Avrei dovuto odiarli e temerli ma dentro di me era invece scattato l'effetto contrario e ora li invidiavo ancora più di prima.
Ero rimasto affascinato da loro: quella notte mi avevano dimostrato quanto fossero forti, cosa significasse appartenere a un gruppo. Ciò che io avevo dimenticato.

Ero sempre stato abituato a essere circondato da gente, a trovarmi al centro dell'attenzione e ora il ritrovarmi solo mi infastidiva. Ciò che mi bruciava di più non era il fatto di averle prese da loro ma di non essere stato capace di reagire. Loro mi vedevano come una merda.
Se volevo essere ascoltato non dovevo arrendermi ma reagire e dimostrarmi pari a loro. Ma come fare? L'occasione me la mise tra le mani il caso.

Avevo passato la mattina a gironzolare per la città a vuoto e nel tardo pomeriggio, andai a cazzeggiare nei pressi del sotto mura. Li vidi in distanza ma non mi avvicinai; decisi di risalire le mura e riposarmi sotto un albero, gettando di tanto in tanto occhiate sia a loro sia alle ragazze che passavano facendo jogging. Un'ora dopo il mio arrivo, il gruppo se ne andò; decisi di fare lo stesso. Presi lo zaino pieno di libri che non avevo mai aperto e m'incamminai verso casa.
Dopo cena ero di nuovo fuori: stare in casa m'irritava sempre di più. Gli sguardi e le frasi apprensive di mia madre, i rimproveri di mio padre per il modo in cui stavo buttando via la mia vita. Non li sopportavo.
Si erano accorti che qualcosa in me non andava, così avevano detto quando ero tornato a casa pestato a sangue qualche notte prima. Dovevano aspettare di vedermi così per capire quello che mi stava succedendo? Troppo tardi.
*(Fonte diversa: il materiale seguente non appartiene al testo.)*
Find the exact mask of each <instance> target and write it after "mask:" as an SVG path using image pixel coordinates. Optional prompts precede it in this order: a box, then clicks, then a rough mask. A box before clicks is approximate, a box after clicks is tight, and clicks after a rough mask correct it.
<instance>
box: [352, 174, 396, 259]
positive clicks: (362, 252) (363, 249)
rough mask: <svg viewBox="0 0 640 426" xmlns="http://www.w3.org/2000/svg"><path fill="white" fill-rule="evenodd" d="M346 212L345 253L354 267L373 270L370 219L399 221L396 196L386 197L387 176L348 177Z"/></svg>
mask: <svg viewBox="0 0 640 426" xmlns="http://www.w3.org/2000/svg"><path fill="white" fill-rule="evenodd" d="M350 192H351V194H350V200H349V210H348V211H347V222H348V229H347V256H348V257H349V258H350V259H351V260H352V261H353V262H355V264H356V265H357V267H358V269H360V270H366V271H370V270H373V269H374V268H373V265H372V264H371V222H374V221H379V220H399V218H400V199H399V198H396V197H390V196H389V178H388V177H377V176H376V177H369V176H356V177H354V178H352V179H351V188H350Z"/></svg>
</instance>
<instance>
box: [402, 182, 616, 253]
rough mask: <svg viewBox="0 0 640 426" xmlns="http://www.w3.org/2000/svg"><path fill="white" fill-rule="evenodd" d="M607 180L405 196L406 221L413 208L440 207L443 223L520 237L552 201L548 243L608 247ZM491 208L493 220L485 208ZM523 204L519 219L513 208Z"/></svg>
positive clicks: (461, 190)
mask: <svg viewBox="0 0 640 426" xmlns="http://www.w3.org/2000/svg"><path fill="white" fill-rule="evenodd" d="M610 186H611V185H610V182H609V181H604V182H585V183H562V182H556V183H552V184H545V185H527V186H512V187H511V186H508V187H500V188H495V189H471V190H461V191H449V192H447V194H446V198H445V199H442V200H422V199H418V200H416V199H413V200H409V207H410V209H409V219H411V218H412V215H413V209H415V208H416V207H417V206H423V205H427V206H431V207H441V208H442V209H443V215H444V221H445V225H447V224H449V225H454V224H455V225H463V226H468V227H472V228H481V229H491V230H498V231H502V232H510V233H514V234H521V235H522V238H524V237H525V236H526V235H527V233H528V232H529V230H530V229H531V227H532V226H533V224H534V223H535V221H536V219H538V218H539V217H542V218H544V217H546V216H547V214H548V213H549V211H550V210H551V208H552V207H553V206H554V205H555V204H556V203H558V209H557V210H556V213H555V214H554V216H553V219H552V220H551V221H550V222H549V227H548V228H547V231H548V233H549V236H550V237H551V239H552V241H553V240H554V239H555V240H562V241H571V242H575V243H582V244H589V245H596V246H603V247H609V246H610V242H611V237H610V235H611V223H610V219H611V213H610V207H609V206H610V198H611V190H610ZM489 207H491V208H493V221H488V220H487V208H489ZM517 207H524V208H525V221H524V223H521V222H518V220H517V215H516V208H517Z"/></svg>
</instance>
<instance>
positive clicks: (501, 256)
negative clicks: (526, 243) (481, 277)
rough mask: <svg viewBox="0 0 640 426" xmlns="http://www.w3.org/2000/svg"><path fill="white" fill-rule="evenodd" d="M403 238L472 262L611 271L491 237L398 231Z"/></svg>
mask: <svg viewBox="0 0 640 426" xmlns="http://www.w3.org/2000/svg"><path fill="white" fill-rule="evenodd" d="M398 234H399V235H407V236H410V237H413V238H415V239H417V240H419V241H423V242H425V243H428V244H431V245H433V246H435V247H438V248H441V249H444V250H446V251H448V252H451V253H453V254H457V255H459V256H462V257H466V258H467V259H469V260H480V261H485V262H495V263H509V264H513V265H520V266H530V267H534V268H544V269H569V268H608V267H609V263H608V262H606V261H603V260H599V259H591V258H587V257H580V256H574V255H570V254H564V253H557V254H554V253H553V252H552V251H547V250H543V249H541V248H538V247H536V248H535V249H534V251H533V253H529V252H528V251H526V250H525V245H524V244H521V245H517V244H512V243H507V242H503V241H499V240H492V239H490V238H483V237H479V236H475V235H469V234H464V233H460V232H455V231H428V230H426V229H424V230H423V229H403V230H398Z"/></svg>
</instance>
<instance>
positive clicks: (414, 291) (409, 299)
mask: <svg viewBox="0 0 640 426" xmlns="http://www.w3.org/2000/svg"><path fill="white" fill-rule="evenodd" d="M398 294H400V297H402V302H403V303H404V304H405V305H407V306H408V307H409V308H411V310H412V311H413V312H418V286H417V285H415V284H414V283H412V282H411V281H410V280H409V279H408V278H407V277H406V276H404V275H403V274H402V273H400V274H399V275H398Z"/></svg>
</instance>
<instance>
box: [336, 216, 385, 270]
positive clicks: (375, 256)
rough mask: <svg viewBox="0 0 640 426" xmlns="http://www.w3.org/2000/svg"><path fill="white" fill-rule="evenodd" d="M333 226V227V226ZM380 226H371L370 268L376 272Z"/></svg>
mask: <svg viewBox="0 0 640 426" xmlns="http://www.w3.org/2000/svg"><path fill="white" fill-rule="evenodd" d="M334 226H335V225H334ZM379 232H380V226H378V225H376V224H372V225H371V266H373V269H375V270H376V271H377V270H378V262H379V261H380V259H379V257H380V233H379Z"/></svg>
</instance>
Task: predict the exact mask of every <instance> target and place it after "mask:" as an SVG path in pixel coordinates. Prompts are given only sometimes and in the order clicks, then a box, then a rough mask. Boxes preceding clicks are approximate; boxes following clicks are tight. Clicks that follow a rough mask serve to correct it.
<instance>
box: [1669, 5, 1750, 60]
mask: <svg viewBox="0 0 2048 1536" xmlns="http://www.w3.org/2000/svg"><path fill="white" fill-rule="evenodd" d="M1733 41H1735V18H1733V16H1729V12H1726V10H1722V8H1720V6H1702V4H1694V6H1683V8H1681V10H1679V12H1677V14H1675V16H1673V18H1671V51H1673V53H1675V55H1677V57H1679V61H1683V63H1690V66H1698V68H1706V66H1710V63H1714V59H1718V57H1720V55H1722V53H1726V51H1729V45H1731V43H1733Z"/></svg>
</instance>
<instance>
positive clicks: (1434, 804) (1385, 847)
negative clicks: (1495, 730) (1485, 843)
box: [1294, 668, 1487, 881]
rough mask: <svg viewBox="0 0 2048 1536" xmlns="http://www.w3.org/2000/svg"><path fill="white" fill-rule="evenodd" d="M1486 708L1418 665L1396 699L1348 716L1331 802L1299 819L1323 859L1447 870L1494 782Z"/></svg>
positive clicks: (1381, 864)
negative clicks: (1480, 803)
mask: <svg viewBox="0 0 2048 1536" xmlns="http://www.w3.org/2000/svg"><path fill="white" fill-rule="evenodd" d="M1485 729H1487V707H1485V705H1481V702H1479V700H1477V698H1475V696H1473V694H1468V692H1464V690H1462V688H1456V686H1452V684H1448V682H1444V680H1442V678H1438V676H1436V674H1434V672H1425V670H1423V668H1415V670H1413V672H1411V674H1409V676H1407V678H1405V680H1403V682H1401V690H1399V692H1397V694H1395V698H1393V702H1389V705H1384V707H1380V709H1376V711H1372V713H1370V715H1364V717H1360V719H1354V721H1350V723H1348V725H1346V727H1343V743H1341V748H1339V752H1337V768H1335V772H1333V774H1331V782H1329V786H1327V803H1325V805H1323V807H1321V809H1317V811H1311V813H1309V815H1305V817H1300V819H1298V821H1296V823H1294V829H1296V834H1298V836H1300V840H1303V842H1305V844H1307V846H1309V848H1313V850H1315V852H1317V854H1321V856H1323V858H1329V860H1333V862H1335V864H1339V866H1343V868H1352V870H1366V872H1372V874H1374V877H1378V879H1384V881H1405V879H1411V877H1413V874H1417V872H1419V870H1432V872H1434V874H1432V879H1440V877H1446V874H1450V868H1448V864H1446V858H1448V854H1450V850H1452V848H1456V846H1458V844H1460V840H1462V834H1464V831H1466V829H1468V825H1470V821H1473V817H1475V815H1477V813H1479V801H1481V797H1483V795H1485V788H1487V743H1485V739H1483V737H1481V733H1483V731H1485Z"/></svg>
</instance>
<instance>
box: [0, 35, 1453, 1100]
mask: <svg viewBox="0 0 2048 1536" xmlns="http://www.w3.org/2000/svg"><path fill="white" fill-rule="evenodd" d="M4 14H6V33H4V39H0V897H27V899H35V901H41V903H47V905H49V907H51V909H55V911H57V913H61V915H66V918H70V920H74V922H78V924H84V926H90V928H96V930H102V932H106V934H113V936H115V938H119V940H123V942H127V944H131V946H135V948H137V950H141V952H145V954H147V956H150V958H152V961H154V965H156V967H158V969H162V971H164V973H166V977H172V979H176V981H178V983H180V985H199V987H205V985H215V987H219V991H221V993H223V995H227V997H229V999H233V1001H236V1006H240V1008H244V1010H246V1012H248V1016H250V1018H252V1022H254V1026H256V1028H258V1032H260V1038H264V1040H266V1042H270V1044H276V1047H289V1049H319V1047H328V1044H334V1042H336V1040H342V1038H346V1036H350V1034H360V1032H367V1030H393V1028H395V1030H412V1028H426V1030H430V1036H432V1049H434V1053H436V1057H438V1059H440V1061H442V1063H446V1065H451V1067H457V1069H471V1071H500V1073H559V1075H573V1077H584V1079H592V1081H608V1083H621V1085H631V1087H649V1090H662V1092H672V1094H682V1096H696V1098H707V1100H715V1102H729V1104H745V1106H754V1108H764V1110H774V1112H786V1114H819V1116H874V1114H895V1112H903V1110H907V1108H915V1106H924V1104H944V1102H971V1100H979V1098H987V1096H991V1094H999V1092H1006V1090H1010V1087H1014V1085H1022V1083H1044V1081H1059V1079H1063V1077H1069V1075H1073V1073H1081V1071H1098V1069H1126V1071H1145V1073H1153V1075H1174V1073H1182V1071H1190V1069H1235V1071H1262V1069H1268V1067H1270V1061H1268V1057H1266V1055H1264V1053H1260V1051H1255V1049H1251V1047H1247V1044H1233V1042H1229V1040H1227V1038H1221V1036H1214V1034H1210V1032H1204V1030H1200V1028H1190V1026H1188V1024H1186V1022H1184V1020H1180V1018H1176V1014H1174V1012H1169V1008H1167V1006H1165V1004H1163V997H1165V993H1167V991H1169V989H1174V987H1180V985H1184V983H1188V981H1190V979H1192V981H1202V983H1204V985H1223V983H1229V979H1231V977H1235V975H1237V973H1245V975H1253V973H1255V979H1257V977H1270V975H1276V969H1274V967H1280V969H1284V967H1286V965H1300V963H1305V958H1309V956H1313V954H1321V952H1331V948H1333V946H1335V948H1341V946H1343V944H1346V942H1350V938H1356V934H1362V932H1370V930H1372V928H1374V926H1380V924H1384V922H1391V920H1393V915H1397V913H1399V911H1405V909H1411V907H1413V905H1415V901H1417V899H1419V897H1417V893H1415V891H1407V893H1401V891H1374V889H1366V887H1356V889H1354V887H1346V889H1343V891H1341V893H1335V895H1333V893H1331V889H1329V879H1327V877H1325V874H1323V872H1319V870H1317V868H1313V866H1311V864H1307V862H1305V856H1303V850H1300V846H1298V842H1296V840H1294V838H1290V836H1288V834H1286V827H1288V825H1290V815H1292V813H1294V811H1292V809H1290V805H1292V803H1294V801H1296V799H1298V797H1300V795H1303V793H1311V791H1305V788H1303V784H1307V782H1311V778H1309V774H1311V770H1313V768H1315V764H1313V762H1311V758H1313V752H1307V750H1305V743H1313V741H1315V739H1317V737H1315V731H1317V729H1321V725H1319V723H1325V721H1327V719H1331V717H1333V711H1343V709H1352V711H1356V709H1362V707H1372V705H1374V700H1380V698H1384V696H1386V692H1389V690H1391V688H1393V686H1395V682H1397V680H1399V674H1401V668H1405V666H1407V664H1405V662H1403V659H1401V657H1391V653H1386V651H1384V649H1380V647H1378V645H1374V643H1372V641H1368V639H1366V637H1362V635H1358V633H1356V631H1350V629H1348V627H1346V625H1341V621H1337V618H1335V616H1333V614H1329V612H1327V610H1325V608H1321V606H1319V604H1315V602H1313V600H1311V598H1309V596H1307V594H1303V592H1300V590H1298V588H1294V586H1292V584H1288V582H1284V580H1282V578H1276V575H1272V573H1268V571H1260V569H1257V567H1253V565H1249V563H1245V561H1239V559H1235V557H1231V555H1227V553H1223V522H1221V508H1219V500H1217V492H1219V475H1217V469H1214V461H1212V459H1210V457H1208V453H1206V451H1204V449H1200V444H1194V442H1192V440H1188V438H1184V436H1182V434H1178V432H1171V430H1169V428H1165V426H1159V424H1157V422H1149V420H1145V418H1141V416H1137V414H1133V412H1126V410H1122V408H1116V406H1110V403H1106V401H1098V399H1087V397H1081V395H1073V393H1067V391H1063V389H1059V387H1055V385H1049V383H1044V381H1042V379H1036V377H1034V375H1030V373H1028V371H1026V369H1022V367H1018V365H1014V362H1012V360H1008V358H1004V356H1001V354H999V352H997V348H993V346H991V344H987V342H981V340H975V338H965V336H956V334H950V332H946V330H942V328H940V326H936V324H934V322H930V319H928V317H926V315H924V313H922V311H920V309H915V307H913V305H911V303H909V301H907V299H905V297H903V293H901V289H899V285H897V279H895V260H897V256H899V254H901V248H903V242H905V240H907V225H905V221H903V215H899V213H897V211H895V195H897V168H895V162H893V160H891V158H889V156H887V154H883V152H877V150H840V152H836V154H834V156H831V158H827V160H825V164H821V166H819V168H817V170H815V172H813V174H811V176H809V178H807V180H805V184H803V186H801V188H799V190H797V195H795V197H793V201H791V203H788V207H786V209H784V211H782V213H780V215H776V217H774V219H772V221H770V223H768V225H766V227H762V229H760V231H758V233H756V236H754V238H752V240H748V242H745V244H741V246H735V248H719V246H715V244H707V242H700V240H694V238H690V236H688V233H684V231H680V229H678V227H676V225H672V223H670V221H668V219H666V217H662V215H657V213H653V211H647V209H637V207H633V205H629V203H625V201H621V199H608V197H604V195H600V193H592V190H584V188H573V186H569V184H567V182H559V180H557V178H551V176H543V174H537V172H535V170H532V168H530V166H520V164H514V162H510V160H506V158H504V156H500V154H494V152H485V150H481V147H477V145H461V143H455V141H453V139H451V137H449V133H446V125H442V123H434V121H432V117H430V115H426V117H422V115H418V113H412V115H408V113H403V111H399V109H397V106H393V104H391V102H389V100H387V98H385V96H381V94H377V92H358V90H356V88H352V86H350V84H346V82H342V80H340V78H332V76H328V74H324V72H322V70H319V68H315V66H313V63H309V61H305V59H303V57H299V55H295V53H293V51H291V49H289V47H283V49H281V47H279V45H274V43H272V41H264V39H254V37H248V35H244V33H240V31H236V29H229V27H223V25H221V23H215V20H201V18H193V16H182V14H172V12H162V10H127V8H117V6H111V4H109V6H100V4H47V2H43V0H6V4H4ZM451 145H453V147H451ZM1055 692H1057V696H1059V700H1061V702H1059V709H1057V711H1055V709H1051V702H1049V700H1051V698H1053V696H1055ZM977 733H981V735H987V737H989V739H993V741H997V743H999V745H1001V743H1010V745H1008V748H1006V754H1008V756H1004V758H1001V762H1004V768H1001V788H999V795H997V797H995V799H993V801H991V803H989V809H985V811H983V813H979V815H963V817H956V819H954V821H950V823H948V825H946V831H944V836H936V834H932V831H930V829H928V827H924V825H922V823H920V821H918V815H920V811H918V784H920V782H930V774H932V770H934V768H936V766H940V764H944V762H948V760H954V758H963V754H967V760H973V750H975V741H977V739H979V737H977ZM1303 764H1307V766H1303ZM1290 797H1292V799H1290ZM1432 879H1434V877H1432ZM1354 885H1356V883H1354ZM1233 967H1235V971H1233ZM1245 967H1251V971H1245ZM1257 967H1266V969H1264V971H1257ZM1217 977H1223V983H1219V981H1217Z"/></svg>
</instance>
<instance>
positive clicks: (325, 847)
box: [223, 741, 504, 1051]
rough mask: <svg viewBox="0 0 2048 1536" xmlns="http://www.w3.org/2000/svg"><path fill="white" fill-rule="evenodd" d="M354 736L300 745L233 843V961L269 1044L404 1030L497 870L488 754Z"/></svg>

L'unico sollievo era starmene lontano da casa anche se ormai conoscevo a memoria ogni via o struttura di Ferrara e dintorni. Tagliai per una via laterale in fondo al mio quartiere e capitai in un vicolo abbandonato: non avevo alcuna meta come al solito, volevo solo restare fuori fintanto che i miei non fossero andati a dormire.
In fondo alla via illuminata da una fioca luce, vidi alcune persone. Si stavano menando e tra di loro riconobbi l'imponente sagoma di Nero. Non c'erano tracce degli altri. Solo lui e un altro ragazzo che avevo già visto e stavano combattendo contro altri quattro ragazzi.

- Quando arriveranno gli altri sarete già finiti - pronunciò uno dei quattro tenutosi fuori dallo scontro; ero sicuro fosse il capo dell'altro banda.

Rimasi per un attimo in disparte a osservare la scena colpito dalla forza di Nero: riusciva a battersi contro due persone contemporaneamente mentre l'altro ragazzo stava soffrendo la presenza del suo unico avversario. Vidi il capo dell'altro gruppo prendere qualcosa da terra e avvicinarsi furtivamente alle spalle di Nero.

Reagii: mi scagliai verso quel vigliacco colpendolo ai reni con un calcio e facendolo cadere a terra. Nero rimase sorpreso nel vedermi ma non badò troppo a me, occupato come era a tenere testa agli altri due.

- Ehi ragazzino, hai voglia di prenderle anche tu? - mi chiese il capobanda rialzandosi da terra. Il ragazzo mi attaccò ma riuscii a tenergli testa facendolo andare a k.o. dopo un paio di colpi dati e presi. Mi guardai attorno affaticato per la lunga lotta e notai che anche Nero e l'altro ragazzo erano riusciti ad abbattere i loro avversari.
Guardai quel gigante: nessuna emozione sul suo viso. Si avvicinò e mi diede un pugno in faccia ma questa volta non crollai.